Perkembangan geopolitik global dalam beberapa tahun terakhir menunjukkan peningkatan rivalitas antarnegara besar, terutama di kawasan Indo-Pasifik. Kompetisi kekuatan militer, penguasaan teknologi strategis, serta kepentingan ekonomi dan sumber daya telah memicu ketegangan di berbagai wilayah. Kondisi tersebut menuntut setiap negara, termasuk Indonesia, untuk memiliki sistem pertahanan yang kuat, modern, dan adaptif terhadap berbagai bentuk ancaman.
Sebagai negara kepulauan terbesar di dunia dengan posisi geostrategis di antara dua benua dan dua samudra, Indonesia memiliki tanggung jawab besar untuk menjaga stabilitas kawasan sekaligus melindungi kedaulatan wilayahnya. Posisi ini menjadikan Indonesia sebagai jalur lalu lintas perdagangan dan militer internasional yang sangat penting, sehingga potensi ancaman terhadap keamanan nasional juga semakin beragam.
Dalam konteks tersebut, modernisasi alutsista menjadi salah satu faktor kunci dalam memperkuat postur pertahanan negara. Keberadaan alutsista yang modern tidak hanya meningkatkan kemampuan operasional militer, tetapi juga memberikan efek penangkalan terhadap potensi ancaman dari pihak luar. Dengan kemampuan pertahanan yang memadai, Indonesia dapat menjaga stabilitas kawasan sekaligus mempertahankan kepentingan nasionalnya.

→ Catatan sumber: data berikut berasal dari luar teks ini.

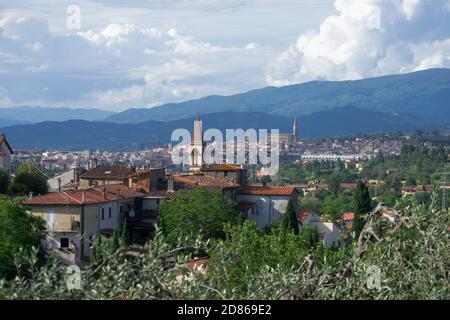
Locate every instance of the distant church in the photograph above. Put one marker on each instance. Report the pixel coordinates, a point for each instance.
(289, 139)
(197, 147)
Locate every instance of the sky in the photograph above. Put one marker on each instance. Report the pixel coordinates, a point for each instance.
(114, 55)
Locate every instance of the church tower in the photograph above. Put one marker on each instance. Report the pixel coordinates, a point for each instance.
(294, 133)
(197, 146)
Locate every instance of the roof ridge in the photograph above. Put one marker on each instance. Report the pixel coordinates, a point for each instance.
(73, 198)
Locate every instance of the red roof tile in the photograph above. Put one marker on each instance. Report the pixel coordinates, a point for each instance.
(348, 216)
(110, 172)
(268, 191)
(3, 139)
(195, 264)
(221, 167)
(90, 196)
(203, 181)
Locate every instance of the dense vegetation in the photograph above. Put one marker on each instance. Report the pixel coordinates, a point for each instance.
(19, 232)
(195, 212)
(28, 179)
(415, 166)
(412, 262)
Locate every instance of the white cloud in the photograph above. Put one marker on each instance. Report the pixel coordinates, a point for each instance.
(368, 38)
(120, 66)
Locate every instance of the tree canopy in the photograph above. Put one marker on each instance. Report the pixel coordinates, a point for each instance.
(197, 211)
(18, 231)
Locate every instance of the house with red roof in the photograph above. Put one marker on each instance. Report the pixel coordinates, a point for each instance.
(133, 178)
(75, 218)
(5, 154)
(266, 204)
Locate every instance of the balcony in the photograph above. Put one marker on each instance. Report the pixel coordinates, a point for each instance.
(63, 226)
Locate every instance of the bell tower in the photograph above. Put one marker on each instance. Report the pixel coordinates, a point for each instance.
(197, 146)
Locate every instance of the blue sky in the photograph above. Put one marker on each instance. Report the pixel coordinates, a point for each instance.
(125, 54)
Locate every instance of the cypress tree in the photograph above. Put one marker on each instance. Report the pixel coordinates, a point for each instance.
(362, 206)
(290, 220)
(124, 233)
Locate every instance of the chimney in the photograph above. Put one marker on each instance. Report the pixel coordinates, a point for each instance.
(170, 184)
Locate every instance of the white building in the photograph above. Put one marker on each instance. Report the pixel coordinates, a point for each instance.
(265, 205)
(5, 154)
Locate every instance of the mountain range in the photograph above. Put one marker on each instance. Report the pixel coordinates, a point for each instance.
(38, 114)
(323, 108)
(425, 94)
(79, 134)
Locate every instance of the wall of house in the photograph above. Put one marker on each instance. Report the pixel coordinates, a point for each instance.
(5, 158)
(268, 209)
(329, 231)
(72, 254)
(61, 180)
(58, 218)
(90, 226)
(87, 183)
(107, 221)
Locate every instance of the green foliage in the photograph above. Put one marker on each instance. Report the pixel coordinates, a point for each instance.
(115, 242)
(194, 212)
(124, 236)
(413, 261)
(362, 207)
(18, 231)
(309, 236)
(4, 181)
(290, 220)
(28, 182)
(333, 207)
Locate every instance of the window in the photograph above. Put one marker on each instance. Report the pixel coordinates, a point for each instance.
(64, 242)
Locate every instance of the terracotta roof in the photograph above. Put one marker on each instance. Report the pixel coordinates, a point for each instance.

Namun demikian, proses modernisasi alutsista tidak dapat dilepaskan dari berbagai tantangan struktural. Ketergantungan terhadap impor sistem persenjataan dari luar negeri masih menjadi salah satu kendala utama dalam mewujudkan kemandirian pertahanan nasional. Kondisi ini dapat menimbulkan kerentanan strategis, terutama apabila terjadi embargo atau tekanan politik dari negara pemasok.